Only Vallance and the older man entered, the latter closing the door behind them. Wooster could feel the eyes of his men and his secretary on him, boring through the glass. Knowing that he was on show before his own people made him step up to the plate. He straightened his shoulders and stood taller, his back to the window, not bothering to adjust the blinds, so that they had the sun in their eyes.

 

“What’s the deal, Agent Vallance?”

 

“The deal is that boy you’re sweating back there.”

 

“Everybody sweats here.”

 

“Not like him.”

 

“Boy is a suspect in a murder investigation.”

 

“So I hear. What have you got on him?”

 

“Got probable cause. Man he killed may have murdered his mother.”

 

“May have?”

 

“He ain’t around to ask no more.”

 

“From what I hear, he was asked before he left this world. He didn’t fess up to anything.”

 

“He did it, though. Anyone believes he didn’t is ready to meet Santa Claus.”

 

“So, probable cause. That all you got?”

 

“So far.”

 

“The boy bending?”

 

“The boy’s not the kind to bend. But he’ll break, in the end.”

 

“You seem real sure of that.”

 

“He’s a boy, not a man, and I’ve broken better men than he’ll ever be. You want to tell me what this is about? I don’t think you have jurisdiction here, Ray.” Wooster had given up being polite.

 

“This isn’t a federal beef.”

 

“We think it is.”

 

“How do you figure that?”

 

“Dead man was a crew chief on the new road by the Orismachee Swamp. That’s a federal reserve.”

 

“Will be a federal reserve,” Wooster corrected him. “It’s still just swamp now.”

 

“Nope, that swamp, and the road that’s being built, have just come under federal jurisdiction. Declaration was made yesterday. Rushed through. I got the paperwork here.”

 

He reached into his inside jacket pocket, produced a sheaf of typed documents, and handed them to Wooster.
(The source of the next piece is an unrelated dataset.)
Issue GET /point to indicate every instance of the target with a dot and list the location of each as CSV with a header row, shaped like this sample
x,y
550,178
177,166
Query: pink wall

The chief found his glasses, perched them on his nose, and read the small print.

 

“So”, he said, when he was done, “that don’t change a thing. Crime was committed before this declaration was made. It’s still my jurisdiction.”

 

“We can agree to differ on that one, Chief, but it doesn’t matter anyhow. Read closer. It’s a retrospective declaration, back to the first of the month, just before road construction began. It’s a budgetary thing, they tell me. You know how the government works.”

 

Wooster examined the paper again. He found the dates in question. His brow furrowed, and then blood soared to his cheeks and forehead as his anger grew.

 

“This is bullshit. The hell should this bother you anyway? It’s colored on colored. It’s not a rights issue.”

 

“This is now a federal matter, Chief. We’re not pressing charges. You’ve got to cut the boy loose.”

 

Wooster knew that the case was slipping away from him, and with it some of his authority and his standing with his own staff. He would never be able to recover it. Vallance had made him his bitch, and the boy in that cell was going to skate, and laugh at Wooster while he was doing it. And Wilfrid back there, with his prematurely graying hair and his neat, if slightly threadbare, clothes, had something to do with it, of that Wooster was sure.

 

“And where do you fit into all this?” he asked, now directing the full force of his ire at his second visitor.

 

“I apologize,” said the little man. He stepped forward and stretched out a perfectly manicured hand. “My name is Gabriel.”